Für Italien bestimmt

17.03.2018 22:30

Waffenschmuggler an Kärntner Grenze gestoppt

Den richtigen Riecher bewiesen Kärntner Zöllner an der Grenze bei Arnoldstein: Die Beamten stoppten einen Polen, der ein verbotenes Waffenarsenal von Österreich nach Italien schmuggeln wollte, um dieses dort auf Schwarzmärkten im Umland der Mode-Metropole Mailand zu verkaufen. Da halfen ihm auch gefälschte Belege nichts. Die Beamten stellten die gesamte Lieferung sicher.

Erfolg für die Beamten der Operativen Zollaufsicht Klagenfurt/Villach: Anfang März fischten die Zöllner bei der Kontrollstelle Thörl-Maglern einen „alten Bekannten“ aus dem Verkehr – bereits im Sommer des Vorjahres war ihnen der Pole mit einer nicht deklarierten Waffe ins Netz gegangen.

Elektroschocker, Totschläger, Schlagringe, Gewehre
Diesmal brachte er die Beamten zum Staunen: 27 als Taschenlampen getarnte Elektroschocker, 44 Totschläger-Stöcke, 20 Schlagringe, 15 Luftdruckgewehre und -pistolen, 650 Schuss Munition, drei Bajonette und zwei Trommelmagazine für Kalaschnikows wollte er nach Italien schmuggeln.

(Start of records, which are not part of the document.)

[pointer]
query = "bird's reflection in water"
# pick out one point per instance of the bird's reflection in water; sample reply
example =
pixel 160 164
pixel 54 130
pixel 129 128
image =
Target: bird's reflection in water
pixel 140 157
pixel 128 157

Die heiße China-Ware habe er auf einem Großmarkt in seiner Heimat gekauft. Der Tatbestand der Abgabenhehlerei war somit erfüllt. Auch wenn der Pole noch versuchte, die Beamten mit fingierten Rechnungen um den Finger zu wickeln. „Unsere Zöllner leisten einen wichtigen Beitrag zur Wahrung unserer allgemeinen Sicherheit“, lobte Finanzminister Hartwig Löger.